Et cela marche. On écoute vraiment la voix de Maria et Callas, à travers ses propos dans des séquences longues d’interviews et aussi des airs entiers, jamais coupés et très bien choisis. La nostalgie poignante de l’air final de Traviata Addido del passato déborde le canonique Vissi d’Arte de Tosca. Et l’on vit vraiment étape par étape l’ascension, la fièvre des fans, la pression, les scandales et vexations, la passion avec Onassis avec des superbes images de Maria heureuse sur le bateau de l’armateur et la fin grise et solitaire à Paris, dans l’appartement de l’avenue Georges Mandel. On découvre aussi de nouvelle choses en l’écoutant : des anecdotes importantes ressortent (à la fin de sa vie elle continuait à répéter avec un pianiste au Théâtre des Champs Elysées) et surtout son humour et son sens du destin.

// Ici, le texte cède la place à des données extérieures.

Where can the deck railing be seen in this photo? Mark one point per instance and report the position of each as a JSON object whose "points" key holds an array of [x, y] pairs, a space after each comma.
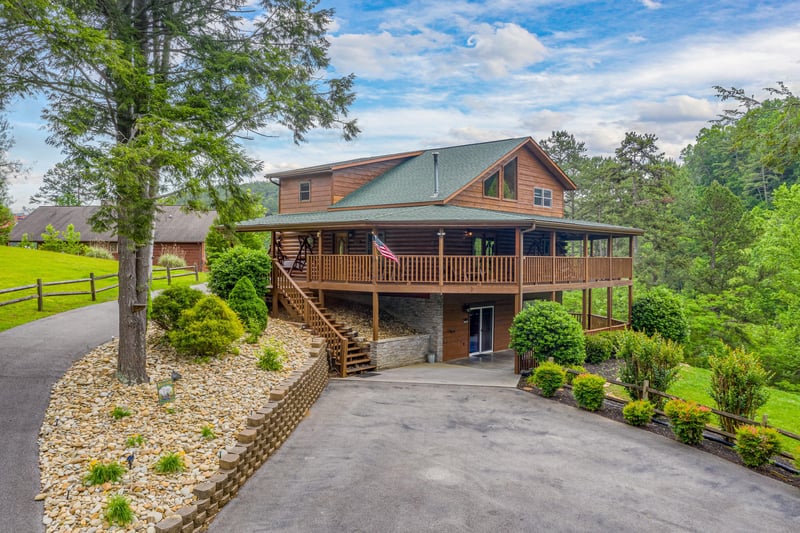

Ce sens du destin, c’est ce Que Tom Volf, en preux chevalier, tenté de conjurer, 40 ans après la mort de la Callas. L’objectif de l’entreprise est de conjurer le Destin en redonnant corps, mouvement et voix sur sa vie à l’héroïne de cette vie d’élection et de tragédie. Sauver la femme fatale de son destin, c’est réellement un projet cinématographique, un mari visuel fort et hétérodoxe, dans une entreprise contraire à celle Pasolini quand il confiait le rôle pesant de Médée à Maria Callas en 1970. Maria by Callas est une pleine déclaration d’amour à une femme morte et néanmoins toujours présente. Un renouvellement de la flamme pour la Callas qui risque bien d’être contagieux pour toute une nouvelle génération.